Rural locality in Dnipropetrovsk Oblast, Ukraine

Marivka (Мар'ївка; Марьевка) is a rural settlement in Nikopol Raion, Dnipropetrovsk Oblast, Ukraine. It is located on the right bank of the Dnieper (Kakhovka Reservoir), opposite to the city of Enerhodar and upstream of the city of Nikopol. Marivka belongs to Marhanets urban hromada, one of the hromadas of Ukraine. Population:

==History==
Until 18 July 2020, Marivka belonged to Marhanets Municipality, the administrative division subordinated to the city of oblast significance of Marhanets. The municipality was abolished in July 2020 as part of the administrative reform of Ukraine, which reduced the number of raions of Dnipropetrovsk Oblast to seven. The area of Marhanets Municipality was merged into Nikopol Raion.

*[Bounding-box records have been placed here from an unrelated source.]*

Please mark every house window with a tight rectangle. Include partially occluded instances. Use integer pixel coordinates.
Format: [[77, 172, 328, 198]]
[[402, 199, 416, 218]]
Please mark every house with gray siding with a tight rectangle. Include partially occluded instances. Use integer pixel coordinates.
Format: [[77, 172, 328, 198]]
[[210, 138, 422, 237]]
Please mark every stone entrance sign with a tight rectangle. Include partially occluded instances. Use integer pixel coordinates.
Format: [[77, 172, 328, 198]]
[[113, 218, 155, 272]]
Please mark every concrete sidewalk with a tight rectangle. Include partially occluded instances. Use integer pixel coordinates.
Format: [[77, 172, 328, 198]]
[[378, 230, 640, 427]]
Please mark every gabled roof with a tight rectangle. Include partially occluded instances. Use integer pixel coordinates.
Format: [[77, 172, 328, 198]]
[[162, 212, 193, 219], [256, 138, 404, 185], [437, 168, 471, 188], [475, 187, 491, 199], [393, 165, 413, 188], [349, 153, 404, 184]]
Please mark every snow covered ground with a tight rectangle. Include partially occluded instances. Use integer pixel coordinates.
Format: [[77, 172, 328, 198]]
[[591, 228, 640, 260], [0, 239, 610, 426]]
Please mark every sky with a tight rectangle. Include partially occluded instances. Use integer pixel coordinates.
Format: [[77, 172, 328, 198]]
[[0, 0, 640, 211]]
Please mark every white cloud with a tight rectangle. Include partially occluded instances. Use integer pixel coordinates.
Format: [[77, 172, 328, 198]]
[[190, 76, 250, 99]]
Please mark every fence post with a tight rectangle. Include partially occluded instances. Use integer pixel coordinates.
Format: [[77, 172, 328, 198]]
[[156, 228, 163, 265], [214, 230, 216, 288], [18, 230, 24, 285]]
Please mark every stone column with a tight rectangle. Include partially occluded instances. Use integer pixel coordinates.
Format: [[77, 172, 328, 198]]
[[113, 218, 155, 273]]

Until 26 January 2024, Marivka was designated urban-type settlement. On this day, a new law entered into force which abolished this status, and Marivka became a rural settlement.

==Economy==
===Transportation===
The closest railway station is in Marhanets, on a railway connecting Zaporizhzhia with Kryvyi Rih.

Marivka is connected by road with Marhanets, where there is access to Highway H23 to Zaporizhia and Kryvyi Rih. In the opposite direction, the road follows the bank of the Dnieper and eventually to Tomakivka.